Sunday, March 30, 2014

Zuk - The gremlin returns...

After rejoicing over the faulty distributor discovery and the subsequent fix, 6 months down the track the engine splutter and miss returns.
Rob reports the engine shuts down completely if you turn on the wipers or lights.
I give up, so its out with the tow rope, and in to Dion at Wanganui Auto Electrical, with instructions to submit it to Auto Electrics 101.
Didnt take them long at all.
The main earth cable, (multi-strand copper is it?), has corroded away and the strands a brittle mess.
New earth cable, and we're on the way home and back to work.
Hasnt looked back since, and the engine temp's behaving itself even better.

Thursday, March 20, 2014

Massey University 50th Anniversary

Tiritea House, the old VC's residence
Nostalgia day today.
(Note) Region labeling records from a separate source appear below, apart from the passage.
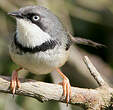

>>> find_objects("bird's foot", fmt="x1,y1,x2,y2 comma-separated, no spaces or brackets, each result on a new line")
10,68,22,95
57,69,72,106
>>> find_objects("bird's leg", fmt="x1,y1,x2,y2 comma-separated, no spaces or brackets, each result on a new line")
57,69,72,106
10,68,22,95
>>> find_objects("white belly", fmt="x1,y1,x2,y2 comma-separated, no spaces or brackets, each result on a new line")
10,48,69,74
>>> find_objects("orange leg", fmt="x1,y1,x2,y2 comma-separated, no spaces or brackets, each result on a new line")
57,69,72,106
10,68,22,95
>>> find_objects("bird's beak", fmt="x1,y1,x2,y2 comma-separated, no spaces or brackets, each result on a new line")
8,11,23,18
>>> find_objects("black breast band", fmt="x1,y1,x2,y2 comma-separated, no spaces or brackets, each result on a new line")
14,35,58,53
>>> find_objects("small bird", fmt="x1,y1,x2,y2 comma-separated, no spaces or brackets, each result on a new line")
8,6,104,104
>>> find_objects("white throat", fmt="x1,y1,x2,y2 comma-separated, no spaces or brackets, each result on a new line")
17,19,51,47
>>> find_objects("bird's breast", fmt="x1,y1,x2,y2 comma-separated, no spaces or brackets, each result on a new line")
10,46,69,74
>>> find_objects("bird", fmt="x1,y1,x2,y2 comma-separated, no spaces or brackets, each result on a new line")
8,5,104,105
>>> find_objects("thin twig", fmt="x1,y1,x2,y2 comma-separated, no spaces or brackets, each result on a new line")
0,56,113,110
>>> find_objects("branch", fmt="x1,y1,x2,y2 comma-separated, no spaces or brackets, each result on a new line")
0,57,113,110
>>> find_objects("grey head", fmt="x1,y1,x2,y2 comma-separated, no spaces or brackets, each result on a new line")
9,6,67,39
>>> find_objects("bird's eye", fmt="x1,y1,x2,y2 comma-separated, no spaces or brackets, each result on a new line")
32,15,40,21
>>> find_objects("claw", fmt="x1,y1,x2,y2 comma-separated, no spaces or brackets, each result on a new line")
10,68,22,97
57,69,72,106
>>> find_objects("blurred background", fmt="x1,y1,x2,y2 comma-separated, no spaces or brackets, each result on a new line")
0,0,113,110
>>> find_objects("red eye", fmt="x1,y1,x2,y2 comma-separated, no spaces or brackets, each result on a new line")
32,15,40,21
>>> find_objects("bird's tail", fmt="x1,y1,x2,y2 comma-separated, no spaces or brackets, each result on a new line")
69,33,106,48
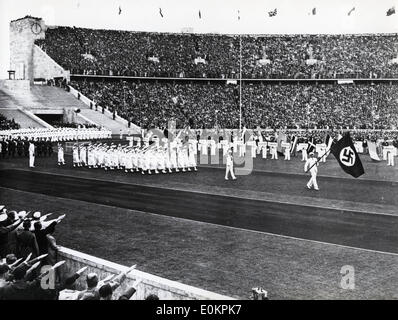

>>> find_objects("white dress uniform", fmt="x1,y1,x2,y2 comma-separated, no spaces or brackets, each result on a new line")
29,142,35,168
188,144,198,171
285,143,291,160
304,157,319,190
58,144,65,166
80,146,87,166
164,149,172,173
270,145,278,160
225,152,236,180
87,147,96,168
124,150,133,172
72,147,80,167
387,146,396,167
301,143,308,161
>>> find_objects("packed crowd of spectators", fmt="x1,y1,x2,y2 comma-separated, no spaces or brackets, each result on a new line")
71,81,398,129
51,121,101,129
0,114,20,130
36,27,398,78
0,205,159,300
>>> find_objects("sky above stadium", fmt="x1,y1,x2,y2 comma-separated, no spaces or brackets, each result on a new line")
0,0,398,78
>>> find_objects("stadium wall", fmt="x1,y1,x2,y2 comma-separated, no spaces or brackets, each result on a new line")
58,247,233,300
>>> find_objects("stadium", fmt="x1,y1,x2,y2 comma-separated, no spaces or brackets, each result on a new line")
0,1,398,300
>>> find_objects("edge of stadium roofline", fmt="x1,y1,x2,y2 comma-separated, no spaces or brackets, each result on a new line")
41,23,398,37
10,14,43,23
0,182,398,259
70,73,398,82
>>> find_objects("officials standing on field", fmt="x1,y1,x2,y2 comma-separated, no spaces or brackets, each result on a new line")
304,152,319,190
29,141,35,168
225,149,236,180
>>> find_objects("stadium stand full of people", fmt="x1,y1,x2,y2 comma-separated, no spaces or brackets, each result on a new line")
0,205,159,300
36,27,398,79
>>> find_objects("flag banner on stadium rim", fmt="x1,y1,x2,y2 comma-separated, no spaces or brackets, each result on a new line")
290,136,298,154
331,132,365,178
368,141,381,161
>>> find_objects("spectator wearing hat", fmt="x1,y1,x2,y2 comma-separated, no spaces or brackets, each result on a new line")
0,263,10,290
0,212,23,258
17,220,39,258
0,266,40,300
7,210,19,253
304,151,319,191
98,265,141,300
77,272,100,300
33,221,57,255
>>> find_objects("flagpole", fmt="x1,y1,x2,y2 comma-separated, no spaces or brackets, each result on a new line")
305,146,332,173
239,35,242,130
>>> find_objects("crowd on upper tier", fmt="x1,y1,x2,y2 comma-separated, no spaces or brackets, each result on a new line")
0,114,20,130
71,81,398,129
0,205,159,301
36,27,398,78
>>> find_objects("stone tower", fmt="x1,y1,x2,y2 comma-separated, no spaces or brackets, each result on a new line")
10,16,46,83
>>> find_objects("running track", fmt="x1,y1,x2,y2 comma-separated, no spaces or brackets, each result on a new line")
0,170,398,253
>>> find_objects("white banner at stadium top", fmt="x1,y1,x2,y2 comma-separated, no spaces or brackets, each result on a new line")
0,128,112,141
297,143,308,152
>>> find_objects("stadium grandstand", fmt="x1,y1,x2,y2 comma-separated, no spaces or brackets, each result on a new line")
0,0,398,300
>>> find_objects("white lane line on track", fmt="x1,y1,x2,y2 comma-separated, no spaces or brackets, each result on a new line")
7,169,398,217
0,186,398,257
198,164,398,184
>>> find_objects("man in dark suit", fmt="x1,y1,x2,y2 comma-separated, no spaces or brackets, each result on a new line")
17,220,39,258
23,138,29,157
17,137,23,157
0,213,22,259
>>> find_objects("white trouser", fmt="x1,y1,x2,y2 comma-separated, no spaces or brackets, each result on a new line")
383,148,387,160
307,172,318,189
387,151,395,166
29,155,35,167
263,147,267,159
285,149,290,160
225,165,235,179
301,149,308,161
58,152,65,163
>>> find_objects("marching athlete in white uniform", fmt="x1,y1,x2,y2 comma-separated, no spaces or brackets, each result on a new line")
285,143,291,160
304,152,319,190
29,141,35,168
58,143,65,166
72,144,80,167
225,150,236,180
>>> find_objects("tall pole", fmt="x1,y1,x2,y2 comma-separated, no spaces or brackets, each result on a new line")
239,35,242,130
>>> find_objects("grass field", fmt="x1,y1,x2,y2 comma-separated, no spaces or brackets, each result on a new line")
0,151,398,299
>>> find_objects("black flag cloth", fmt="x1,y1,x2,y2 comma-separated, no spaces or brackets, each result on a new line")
331,132,365,178
387,7,395,16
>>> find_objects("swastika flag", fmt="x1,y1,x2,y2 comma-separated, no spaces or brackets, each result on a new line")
331,132,365,178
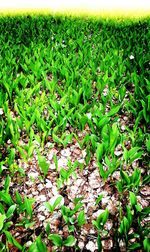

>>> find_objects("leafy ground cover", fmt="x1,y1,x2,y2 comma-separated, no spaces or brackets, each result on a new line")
0,15,150,252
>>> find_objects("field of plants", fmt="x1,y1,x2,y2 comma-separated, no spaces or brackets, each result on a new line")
0,15,150,252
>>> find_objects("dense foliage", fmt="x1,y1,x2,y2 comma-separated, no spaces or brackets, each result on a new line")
0,15,150,252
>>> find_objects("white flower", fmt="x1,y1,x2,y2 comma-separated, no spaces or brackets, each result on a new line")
129,54,134,59
0,108,4,115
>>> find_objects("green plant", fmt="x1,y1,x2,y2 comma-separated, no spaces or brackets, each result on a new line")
92,209,109,251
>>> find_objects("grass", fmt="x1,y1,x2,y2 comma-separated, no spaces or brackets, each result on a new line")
0,15,150,252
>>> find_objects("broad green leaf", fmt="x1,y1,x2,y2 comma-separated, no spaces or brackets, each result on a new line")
96,143,104,162
36,236,48,252
44,202,54,213
143,238,150,252
63,235,76,247
38,155,49,176
97,234,102,252
0,192,13,206
48,234,63,247
6,205,16,219
128,242,141,250
53,196,62,209
24,197,34,218
77,210,85,226
0,214,6,230
129,192,137,207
This year marks 50 since Massey changed from an agricultural college, to a university, celebrations have been going a week, and my decade went through today.
Just a couple of my old class-mates turned up, but a distinct collegial familiarity with all the other faces, ancient recognition from the old campus, hostel, or rugby field, or careers in tandem crossing years and fields of endeavour.
Naturally, conversations lubricated broached with the more infamous and hilarious exploits of university student-hood. Pre-varsity at the time, I had the view held by wider society of uni students looked on with some disdain, long-haired protesters, but I quickly came to admire the absolute creativity and sheer audacity of some of the pranks and pranksters here.
I guess to open reflection at this level might seem hardly appropriate, but its this immersion in the creative melting pot that is a university that made me, and the critical thinking path I think, or hope, I've taken in the business of life and living. And my contribution to humanity a pretty humble one compared with those of the shoulders rubbed today.
It was great to catch up with farm management lecturer, Peter MacGillivray, naming me in one, with his fantastic memory recall. No one lecturer made so big an impression on critical thinking with so few notes, all our dip-ag class agreed. He's been a great lifetime servant of Massey.
TS Chang provided the other trigger, sheep performance research, that launched my sheep and beef breeding interest and career.
Less than 1000 students back then, 30,000 today.
Very pleased to hear that university planning includes restoration to original of Tiritea House, the Main Science building and the Refectory as part of earthquake upgrading. A couple of dippies drove a mini and a fiat round the ground floor corridor of Main, passing at the front vestibule, and the Refec was the scene of many a Sunday bun-fight and table run.
But I do remember my lecturers with just as great finity as I do the hallowed halls, MacGillivray, Small, Chang, Bowler, Jacques, Rees, Meek, Regnault, Baker, and sadly, the face but not the name, of the economics/accountancy man, (Ward?), who put me on the path to vital cashflow/budgetry skill.

Looking across the Common to the Refectory and Pink on the right
Old Hostel, where I lived for the year, (125 quid for the year it cost), is gone now, used to be to the left of this pic. Its reputed one student went a whole year without underpants, every week or so he'd flog another pair off the clothesline. Another character rolled his station-wagon on the access road with the hostel beer order aboard, 18 flagons-worth running in a stream down the hill to the hostel entrance. And when the Mog girls hi-jacked and apple-pied our laundry basket, my pillow slip got a nice lip-stick kiss mark on it, I day-dreamt it was that pretty little Johnson blondie did it, lol.